Commencé à Marseille le 21 janvier I949, ce voyage se termine à Kunming le 19 mars 1949.
Ce voyage a été réellement effectué par Joseph Séguinotte en partance pour la Chine en 1949. (Missionnaire en Asie de 1949 à 1994). Le texte raconte fidèlement les évènements vécus et décrits dans la correspondance adressée par Joseph Séguinotte à sa famille au cours de son voyage. Je présente cet écrit à la mémoire de mon frère (Décédé le 31 mai 1994)
A Marseille, l’embarquement est prévu le 21 janvier à 8 heures sur le cargo « Le Chantilly » Celui-ci paraît plus petit que le « Pasteur » qui stationne à côté. C’est un ancien navire hôpital, sa longueur est de 146 m, vieux d’une trentaine d’années, visiblement son aménagement laisse à désirer.
Les hommes sont logés à l’avant. Un seul lavabo pour une centaine de personnes, ouvert à l’eau douce seulement quatre heures par jour. Nous devrons nous en contenter. Les amarres sont larguées à 15 h.
Le 22 janvier, vers 12 h, nous passons le détroit de Bonifacio entre la Corse et la Sardaigne. A la sortie du détroit, la mer est agitée et le bateau commence à danser. Je n’ai vraiment pas le pied marin, je ne me sens pas très bien. Le navire est ballotté comme un fétu de paille, des montagnes d’eau se précipitent contre la coque et jaillissent sur le pont. La plupart des passagers sont malades. C’est quelque chose d’infernal, car on ne sait où se mettre, partout le bateau tangue et grince !
Le 23 au matin, la mer continue à remuer, cependant dans la journée elle se calme. L’après-midi est ensoleillée quand nous passons au large des Iles Lipari et du fameux volcan Stromboli, qui se dresse seul dans la mer. Dans la soirée nous passons le détroit de Messine, qui n’a que 3 km de large. C’est féerique de voir à la fois les lumières de Messine sur le littoral Sicilien et de Réggio sur la rive italienne. Dans la nuit du 25, nous essuyons une nouvelle et grosse tempête. Vers 6 heures du matin une énorme lame de fond soulève le bateau. Tous les passagers sont réveillés en sursaut par le tintamarre des objets qui dégringolent. Dans la journée du 26 janvier, nous apercevons l’Ile de Crête avec ses montagnes couvertes de neige.

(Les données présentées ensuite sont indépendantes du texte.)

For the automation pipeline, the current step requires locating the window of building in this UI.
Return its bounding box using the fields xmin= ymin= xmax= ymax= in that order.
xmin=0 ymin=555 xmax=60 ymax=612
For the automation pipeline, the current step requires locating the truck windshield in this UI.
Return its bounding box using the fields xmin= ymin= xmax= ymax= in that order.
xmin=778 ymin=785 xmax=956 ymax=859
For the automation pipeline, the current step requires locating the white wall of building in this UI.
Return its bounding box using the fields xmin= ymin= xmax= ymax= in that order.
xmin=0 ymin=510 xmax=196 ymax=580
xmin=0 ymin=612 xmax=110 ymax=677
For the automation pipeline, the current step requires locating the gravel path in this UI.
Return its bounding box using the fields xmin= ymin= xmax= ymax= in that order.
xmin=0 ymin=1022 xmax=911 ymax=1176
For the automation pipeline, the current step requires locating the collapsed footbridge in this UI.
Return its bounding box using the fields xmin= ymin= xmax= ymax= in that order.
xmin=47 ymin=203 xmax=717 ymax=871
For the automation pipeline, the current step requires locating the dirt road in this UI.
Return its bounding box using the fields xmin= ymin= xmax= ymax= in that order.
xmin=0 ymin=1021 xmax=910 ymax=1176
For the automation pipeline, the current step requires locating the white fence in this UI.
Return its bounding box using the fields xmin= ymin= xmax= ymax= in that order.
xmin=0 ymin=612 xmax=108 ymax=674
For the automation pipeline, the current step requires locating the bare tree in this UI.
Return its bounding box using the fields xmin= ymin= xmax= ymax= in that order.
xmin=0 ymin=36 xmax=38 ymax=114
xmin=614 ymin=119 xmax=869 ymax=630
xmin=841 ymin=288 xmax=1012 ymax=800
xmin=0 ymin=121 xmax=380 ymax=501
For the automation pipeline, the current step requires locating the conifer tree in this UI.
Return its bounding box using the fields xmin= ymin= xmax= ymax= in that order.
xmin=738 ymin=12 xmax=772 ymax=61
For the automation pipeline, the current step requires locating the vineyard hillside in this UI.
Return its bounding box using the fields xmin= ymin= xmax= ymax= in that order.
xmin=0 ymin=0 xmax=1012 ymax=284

Le 28 janvier, nous faisons une courte escale à Port-Saïd. Des barques de tous côtés, des navires de tout tonnage et de toute nationalité qui s’apprêtent à franchir le canal de Suez. Mais il y a aussi ces longues files d’hommes chargeurs de charbon qui, aux trois quarts nus, mènent sous la menace du fouet une vie d’esclave. Le soir même nous quittons le port pour emprunter le canal de Suez. Ce canal est un chef-d’œuvre du Génie Français. Construit par Ferdinand de Lesseps à travers un affreux désert de sable, il relie la Méditerranée à la mer Rouge. Sa longueur est de 160 km de long et sa largeur moyenne est d’environ 200 m. Son entretien demande un énorme travail, car il y a toujours le danger d’ensablement quand la tempête de sable souffle dans le désert.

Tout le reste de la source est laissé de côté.